Crystal
A. Dickinson, Chris Perfetti and Harriet Harris in "The Low Road."
By Eugene Paul
A
romping riot for the senses as well as your brain.
A
furtive, hulking brute (marvelous Kevin Chamberlin) leaves a baby in a basket
on the familiar doorstep of Mrs. Prewitt (even more marvelous Harriet Harris)
whose brothel is a fixture in this thriving town in 1759 Connecticut. There’s a
little note tucked in. It’s signed. G. Washington, Virginia. Which
precipitates cascades of gold coins in her imagination. Clearly, we are
requiring the necessity of a guide. Do we take the high road or the low road?
Daniel
Davis narrates as economist and "Weatlth of Nations" author Adam
Smith.
And
what better guide for us than the Great Scot himself, Adam Smith, both inside
the action of the play and outside our careening chronicle (superbly sardonic
Daniel Davis) who, some years later, needing shelter for the night, finds
himself in Mrs. Prewitt’s friendly establishment, where young Jim –now
Prewitt-- lives, that same babe with the Washington note which gave Mrs.
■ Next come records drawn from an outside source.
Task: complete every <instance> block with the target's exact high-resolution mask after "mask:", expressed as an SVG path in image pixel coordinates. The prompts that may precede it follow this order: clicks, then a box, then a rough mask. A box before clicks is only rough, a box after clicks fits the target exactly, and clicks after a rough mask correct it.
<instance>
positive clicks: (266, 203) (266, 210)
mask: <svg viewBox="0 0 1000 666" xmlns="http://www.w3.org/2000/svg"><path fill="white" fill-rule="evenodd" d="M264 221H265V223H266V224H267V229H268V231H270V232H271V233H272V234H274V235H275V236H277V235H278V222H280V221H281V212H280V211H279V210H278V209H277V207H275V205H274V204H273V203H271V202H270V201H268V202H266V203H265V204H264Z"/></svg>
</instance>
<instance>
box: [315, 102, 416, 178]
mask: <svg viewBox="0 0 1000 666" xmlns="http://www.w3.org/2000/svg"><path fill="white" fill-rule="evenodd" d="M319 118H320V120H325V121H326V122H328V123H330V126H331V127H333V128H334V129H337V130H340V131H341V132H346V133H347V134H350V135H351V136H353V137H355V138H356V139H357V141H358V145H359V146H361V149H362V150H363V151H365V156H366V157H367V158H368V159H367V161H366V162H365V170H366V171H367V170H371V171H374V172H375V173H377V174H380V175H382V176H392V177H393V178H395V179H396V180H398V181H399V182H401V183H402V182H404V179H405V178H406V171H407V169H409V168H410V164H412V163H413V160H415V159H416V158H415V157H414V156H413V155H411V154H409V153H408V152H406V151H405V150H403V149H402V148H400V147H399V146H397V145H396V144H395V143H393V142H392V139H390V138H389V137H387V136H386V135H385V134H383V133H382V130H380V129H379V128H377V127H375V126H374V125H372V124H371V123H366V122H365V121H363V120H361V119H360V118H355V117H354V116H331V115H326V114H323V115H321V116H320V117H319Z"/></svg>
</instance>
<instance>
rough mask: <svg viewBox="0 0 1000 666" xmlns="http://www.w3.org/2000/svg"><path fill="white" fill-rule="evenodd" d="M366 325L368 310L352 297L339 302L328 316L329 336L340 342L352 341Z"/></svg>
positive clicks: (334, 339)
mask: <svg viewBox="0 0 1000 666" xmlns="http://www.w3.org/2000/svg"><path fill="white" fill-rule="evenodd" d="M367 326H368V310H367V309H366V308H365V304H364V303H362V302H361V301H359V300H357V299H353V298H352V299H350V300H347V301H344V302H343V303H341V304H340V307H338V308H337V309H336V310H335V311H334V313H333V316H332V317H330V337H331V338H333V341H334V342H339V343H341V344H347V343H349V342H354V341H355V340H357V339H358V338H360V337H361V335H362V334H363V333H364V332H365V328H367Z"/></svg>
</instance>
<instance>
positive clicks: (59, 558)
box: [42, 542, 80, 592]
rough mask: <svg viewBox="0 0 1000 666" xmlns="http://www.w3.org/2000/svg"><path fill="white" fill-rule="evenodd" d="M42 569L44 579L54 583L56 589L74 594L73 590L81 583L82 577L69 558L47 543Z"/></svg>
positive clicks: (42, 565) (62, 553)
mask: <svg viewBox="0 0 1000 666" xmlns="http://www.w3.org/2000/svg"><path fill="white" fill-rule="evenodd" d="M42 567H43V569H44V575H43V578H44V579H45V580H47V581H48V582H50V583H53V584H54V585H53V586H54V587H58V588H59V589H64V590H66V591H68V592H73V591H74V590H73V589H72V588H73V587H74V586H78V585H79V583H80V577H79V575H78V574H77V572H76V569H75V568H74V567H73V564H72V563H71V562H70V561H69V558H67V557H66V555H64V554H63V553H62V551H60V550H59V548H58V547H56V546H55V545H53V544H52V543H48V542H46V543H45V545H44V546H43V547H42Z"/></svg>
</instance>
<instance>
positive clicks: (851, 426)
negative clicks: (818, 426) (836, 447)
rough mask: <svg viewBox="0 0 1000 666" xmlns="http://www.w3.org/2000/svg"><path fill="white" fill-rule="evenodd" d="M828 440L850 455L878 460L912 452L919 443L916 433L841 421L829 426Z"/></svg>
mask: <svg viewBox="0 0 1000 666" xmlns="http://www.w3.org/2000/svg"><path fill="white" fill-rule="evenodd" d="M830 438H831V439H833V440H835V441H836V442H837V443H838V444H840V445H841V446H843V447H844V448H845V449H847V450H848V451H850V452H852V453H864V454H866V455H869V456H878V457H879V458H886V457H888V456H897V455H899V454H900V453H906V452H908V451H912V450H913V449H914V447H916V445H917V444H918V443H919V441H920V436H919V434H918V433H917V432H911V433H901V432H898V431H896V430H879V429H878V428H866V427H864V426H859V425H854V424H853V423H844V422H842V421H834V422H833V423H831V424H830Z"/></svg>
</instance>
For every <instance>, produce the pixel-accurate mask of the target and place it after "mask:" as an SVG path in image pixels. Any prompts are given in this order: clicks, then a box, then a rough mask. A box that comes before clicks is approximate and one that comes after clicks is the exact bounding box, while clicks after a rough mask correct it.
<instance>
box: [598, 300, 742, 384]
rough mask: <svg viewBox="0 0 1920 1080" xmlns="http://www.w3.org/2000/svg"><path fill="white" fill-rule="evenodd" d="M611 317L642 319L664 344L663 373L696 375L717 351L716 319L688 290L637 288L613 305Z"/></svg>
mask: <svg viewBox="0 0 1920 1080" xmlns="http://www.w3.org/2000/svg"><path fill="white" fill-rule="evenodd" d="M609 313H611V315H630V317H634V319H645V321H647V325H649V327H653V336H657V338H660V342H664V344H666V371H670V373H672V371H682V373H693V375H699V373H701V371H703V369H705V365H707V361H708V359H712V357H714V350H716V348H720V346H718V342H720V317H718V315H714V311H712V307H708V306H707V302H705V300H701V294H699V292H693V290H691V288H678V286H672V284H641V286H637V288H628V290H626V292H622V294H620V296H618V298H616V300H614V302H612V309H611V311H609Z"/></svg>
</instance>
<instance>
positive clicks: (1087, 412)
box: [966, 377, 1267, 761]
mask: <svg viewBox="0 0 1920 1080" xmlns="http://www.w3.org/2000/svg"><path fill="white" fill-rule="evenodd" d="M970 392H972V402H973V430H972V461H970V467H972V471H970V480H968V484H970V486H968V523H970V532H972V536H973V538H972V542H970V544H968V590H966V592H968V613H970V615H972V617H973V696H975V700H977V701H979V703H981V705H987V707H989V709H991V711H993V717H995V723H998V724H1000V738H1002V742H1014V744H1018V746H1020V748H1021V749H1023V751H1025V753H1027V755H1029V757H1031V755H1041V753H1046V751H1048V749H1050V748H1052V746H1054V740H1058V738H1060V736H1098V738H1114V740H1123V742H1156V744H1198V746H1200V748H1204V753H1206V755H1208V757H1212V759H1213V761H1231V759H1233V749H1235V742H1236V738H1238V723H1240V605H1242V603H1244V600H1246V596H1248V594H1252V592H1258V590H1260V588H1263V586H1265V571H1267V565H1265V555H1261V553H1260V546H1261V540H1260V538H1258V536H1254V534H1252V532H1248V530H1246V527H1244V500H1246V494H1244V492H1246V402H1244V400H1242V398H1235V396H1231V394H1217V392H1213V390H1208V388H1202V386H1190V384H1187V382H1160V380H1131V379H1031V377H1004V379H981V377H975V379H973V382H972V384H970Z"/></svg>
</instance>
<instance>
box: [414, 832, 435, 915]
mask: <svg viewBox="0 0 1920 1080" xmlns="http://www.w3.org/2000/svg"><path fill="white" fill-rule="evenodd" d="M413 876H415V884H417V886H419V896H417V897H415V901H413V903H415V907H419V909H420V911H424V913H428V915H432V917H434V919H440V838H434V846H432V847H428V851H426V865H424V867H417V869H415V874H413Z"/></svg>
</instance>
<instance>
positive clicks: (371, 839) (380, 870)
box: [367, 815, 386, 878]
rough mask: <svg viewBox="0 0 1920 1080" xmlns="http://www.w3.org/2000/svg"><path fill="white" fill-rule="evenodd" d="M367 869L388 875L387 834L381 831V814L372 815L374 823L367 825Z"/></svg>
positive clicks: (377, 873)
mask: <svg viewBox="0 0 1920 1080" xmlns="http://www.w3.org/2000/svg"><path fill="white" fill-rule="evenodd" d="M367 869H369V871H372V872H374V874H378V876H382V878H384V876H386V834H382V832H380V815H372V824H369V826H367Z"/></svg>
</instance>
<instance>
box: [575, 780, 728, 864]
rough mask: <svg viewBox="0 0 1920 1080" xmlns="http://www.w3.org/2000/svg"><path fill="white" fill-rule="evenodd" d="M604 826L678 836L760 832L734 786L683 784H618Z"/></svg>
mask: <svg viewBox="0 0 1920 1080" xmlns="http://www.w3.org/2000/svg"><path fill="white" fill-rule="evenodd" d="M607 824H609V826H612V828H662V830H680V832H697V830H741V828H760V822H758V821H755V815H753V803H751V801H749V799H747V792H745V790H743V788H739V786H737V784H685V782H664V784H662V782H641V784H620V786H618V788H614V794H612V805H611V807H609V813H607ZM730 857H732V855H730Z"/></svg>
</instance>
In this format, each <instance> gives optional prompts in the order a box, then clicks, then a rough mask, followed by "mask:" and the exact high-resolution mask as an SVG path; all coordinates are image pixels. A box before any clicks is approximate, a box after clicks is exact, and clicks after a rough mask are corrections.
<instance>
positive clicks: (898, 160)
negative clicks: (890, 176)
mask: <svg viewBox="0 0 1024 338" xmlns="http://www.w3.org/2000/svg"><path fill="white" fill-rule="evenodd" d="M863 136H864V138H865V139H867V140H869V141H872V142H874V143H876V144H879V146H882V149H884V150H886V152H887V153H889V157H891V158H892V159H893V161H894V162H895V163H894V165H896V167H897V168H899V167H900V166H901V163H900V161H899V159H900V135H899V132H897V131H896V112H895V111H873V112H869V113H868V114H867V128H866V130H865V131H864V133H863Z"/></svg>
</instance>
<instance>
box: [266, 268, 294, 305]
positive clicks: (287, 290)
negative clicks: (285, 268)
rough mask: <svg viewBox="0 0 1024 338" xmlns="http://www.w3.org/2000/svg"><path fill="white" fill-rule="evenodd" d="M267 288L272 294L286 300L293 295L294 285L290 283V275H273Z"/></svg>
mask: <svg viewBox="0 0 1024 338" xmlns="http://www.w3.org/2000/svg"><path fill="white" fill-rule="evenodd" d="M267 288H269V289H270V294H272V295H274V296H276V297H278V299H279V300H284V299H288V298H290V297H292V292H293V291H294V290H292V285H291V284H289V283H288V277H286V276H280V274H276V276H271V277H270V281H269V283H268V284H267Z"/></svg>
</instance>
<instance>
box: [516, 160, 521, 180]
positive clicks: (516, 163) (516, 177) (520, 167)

Prewitt’s heart an extra, calculating flutter. A young man with the true
American avarice in his bones, Jim Prewitt, (brilliant Chris Perfetti) has the
light turned on in his calculating head by reading Smith’s accidentally
purloined notes. Director Michael Greif’s smashing production of deeply angry
playwright Bruce Norris’s swashbuckling assault on everything is well and truly
under weigh.
Chukwudi
Iwuji, Chris Perfetti photos by Joan Marcus
And
with the rich torrent of eighteen actors playing forty-nine roles, crackling
Bruce Norris’s laughing diatribe runs its picaresque course. Young Jim
Prewitt’s innovative calculating skills having put Mrs. Prewitt’s girls’ skills
on a more efficient basis, takes off with the moneys he’s earned them to make
his own way in the world and on his adventure into the high life, he buys
himself a slave (splendid Chukwudi Iwuji), a status item. This proves most
educational: John Blanke, the slave, far more educated than Jim, strips Jim
naked at gun point and takes off with every stitch. Or so he intends but a
masked highwayman chains the two of them together and in turn scoops up all
their belongings. At which point a blind pastor (winning Max Baker) happening
upon them, takes them in his pastoral care. Where Jim discovers that the
highwayman who robbed him is Constance (splendid Susannah Perkins.) the
faithful, loving, dutiful daughter of the kindly if laughable, pastor.
Well
and a day, it goes on like this, a romping riot for the senses as well as your
brain, shootings, corpses, every swiftly, deliciously executed change
integrated into the flow of action and all richly outfitted , wigged to shoon,
costumes and finery – and rags -- by Emily Rebholz, hair and faces by J.Jared
Jamas and Dave Bova, in swiftly sentient settings by David Korins, lit with wit
by Ben Stanton, accompanied by violinist Josh Henderson right through to the
cliff hanger first act curtain. Hmm. No curtain. Blackout? Yes. Young Jim
Prewitt is about to be executed by a firing squad of Hessians. Shades of Barry
Lyndon and Tom Jones.
But,
hah! Act two is 21st century! A panel of incredibly rich experts,
one of whom is a descendant of Jim Prewitt in case you were worried, chaired by
even richer Belinda (again, fantastic Harriet Harris), whose foundation has
underwritten this beneficence to betterment of us and our understanding
through the immediate wonders of the televisioned world. They are trashed by
rebels! And the ensuing chaos is blinding! Until Adam Smith comes to the rescue
and tries to put us back on track, in the 18th century, at the
execution of Jim Prewitt, now being adjudicated.
But
playwright Norris, still full of rage, -- he wrote this play in heat for the Royal
Court ten years ago -- cannot contain himself. He vents scalding scorn on us,
on his characters, on himself, on the theater as weak, ineffectual slaves to
the injustice and inequality running our lives. He introduces huge, off worldly
creatures resembling giant bees that inspect our world and reject it and us for
what we have done with it and what we have done with ourselves. And you know
he’s right. Bleeding hearts, take note.
Despite
his fire for what he feels is not enough of us feeling like rage and doing
something about it, I have to say in addition to those wonderful players
previously mentioned, I deeply admired marvelous Crystal. A Dickenson in all
her guises, Gopal Divan for five characterizations, Tessa Albertson, Richard
Poe, David Quay. Yes, Bruce, you rock, your work means something. Get wilder.
The
Low Road.
At the Public Theater, 425 Lafayette Street. Tickets: $75. 212-967-7555. 2 hrs
35 min thru Apr 1.
It
beats you over the head but I wouldn’t have missed it.